Tuesday, 13 January 2015

"How was your Christmas?"

The holiday season is officially over, the world’s slowly returning to normal and friends are asking, “How was your Christmas?”

With dementia, every year things get that little bit harder - for everyone.

I’ve been thinking about Mum and how Christmas 2014 was for her.

As always, the whole Christmas thing was eagerly anticipated, as much by my mother as by me and the kids. Family coming from overseas. Family free of the schedules and demands of work. Family enjoying all that food, drink and togetherness. But in the run-up to all this, stress seems to be unavoidable.

Pre-dementia, our family Christmases were a very big deal. Mum started organising in early November. She made Christmas cakes for our family as well as eight or nine others. She sent cards with individual handwritten letters to around 30 friends and family - none of that ‘one-size-fits-all’ newsletter nonsense for my mother. She cleaned the house from top to bottom and flossied up the garden in preparation for the influx of family and hangers-on. She made special Christmas chutney and special New Year shortbread. Dad dug Christmas potatoes and harvested Christmas beans. There were special presents for family, home-baked goodies for friends and emergency gifts for any random children who might arrive unexpectedly.

Now Mum’s Christmas preparations are limited to signing cheques for the grandchildren and shelling peas on Christmas Day. These days Mum feels anxious about what she’s not doing and guilty about being a burden. She keeps asking what she needs to do about presents and wondering out loud how she’ll cope with all the extra people. And she’s constantly plagued by a nagging feeling that there's something she’s forgotten to do.
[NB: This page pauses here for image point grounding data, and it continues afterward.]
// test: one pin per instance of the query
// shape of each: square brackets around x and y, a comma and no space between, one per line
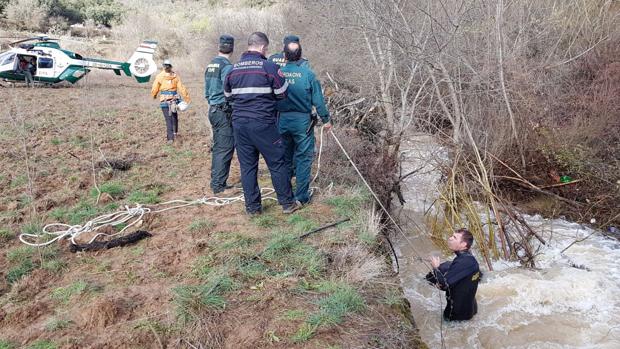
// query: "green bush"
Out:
[4,344]
[43,344]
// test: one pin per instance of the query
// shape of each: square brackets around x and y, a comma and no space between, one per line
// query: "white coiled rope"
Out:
[132,216]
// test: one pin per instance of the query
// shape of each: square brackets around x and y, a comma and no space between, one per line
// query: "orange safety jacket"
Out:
[169,86]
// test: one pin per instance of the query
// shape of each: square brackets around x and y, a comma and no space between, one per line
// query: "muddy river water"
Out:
[555,306]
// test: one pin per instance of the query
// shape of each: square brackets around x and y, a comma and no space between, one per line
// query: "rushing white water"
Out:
[571,301]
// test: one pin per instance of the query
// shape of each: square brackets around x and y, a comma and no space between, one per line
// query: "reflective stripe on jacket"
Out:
[253,86]
[169,86]
[304,91]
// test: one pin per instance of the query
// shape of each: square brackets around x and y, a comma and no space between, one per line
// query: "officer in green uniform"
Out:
[296,122]
[220,115]
[279,58]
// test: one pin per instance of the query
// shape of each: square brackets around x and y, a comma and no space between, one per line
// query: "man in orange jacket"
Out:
[171,90]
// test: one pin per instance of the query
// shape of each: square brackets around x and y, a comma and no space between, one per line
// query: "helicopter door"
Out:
[45,67]
[7,62]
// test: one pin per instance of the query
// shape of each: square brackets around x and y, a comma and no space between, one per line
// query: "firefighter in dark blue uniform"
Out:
[220,115]
[459,278]
[253,86]
[296,124]
[280,59]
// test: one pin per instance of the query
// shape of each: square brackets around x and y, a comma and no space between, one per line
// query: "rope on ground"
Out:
[131,216]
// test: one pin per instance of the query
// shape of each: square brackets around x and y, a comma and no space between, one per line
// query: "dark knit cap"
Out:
[227,43]
[290,38]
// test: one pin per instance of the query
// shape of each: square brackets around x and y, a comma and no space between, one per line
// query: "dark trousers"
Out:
[172,122]
[223,147]
[299,145]
[254,138]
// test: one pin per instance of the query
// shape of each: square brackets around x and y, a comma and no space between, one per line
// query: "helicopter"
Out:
[50,64]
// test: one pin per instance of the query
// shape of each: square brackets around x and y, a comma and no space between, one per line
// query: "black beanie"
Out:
[227,43]
[290,38]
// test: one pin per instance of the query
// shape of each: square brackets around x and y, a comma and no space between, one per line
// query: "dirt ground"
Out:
[56,142]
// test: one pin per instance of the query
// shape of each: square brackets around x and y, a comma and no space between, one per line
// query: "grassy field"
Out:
[209,277]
Despite all this, we managed to have a happy time. We’ve learnt that for Mum, one-to-one communications work best and that large groups of people are overwhelming and tiring. We’ve all taken to having mid-afternoon naps. When everyone does it, Mum feels better about having a lie-down herself. She goes out like a light and wakes up a new woman. And we try to avoid the dreaded multitasking. One thing at a time. Eating or talking, not both.
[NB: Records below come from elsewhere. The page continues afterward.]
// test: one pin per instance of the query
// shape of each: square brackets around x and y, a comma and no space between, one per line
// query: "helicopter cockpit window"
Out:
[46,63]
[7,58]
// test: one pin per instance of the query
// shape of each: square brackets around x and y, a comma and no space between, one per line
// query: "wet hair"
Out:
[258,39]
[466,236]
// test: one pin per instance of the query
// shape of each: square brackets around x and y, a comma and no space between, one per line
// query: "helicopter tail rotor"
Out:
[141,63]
Nearly a week after Santa’s big day, Mum and I were driving round the city’s half-empty streets. We were looking for somewhere, anywhere, that was open for afternoon tea. And suddenly all the pre-Christmas anxiety came back.

“What are we doing for Christmas?” said Mum.

“Been and gone,” I said. I was driving and not thinking. “Couple of days ago.”

Mum went quiet. “I’m quite far gone, aren't I? ” she said. “Much worse than I thought.”

“You’re tired,” I said and the moment passed. By the time Mum asked me again, I’d managed to come up with something better.

“What are we doing for Christmas?” she asked a couple of minutes later.

“Don’t worry,” I said. “It’s all sorted.”

And it is. Next year, I’ll look back on this and remember what worked.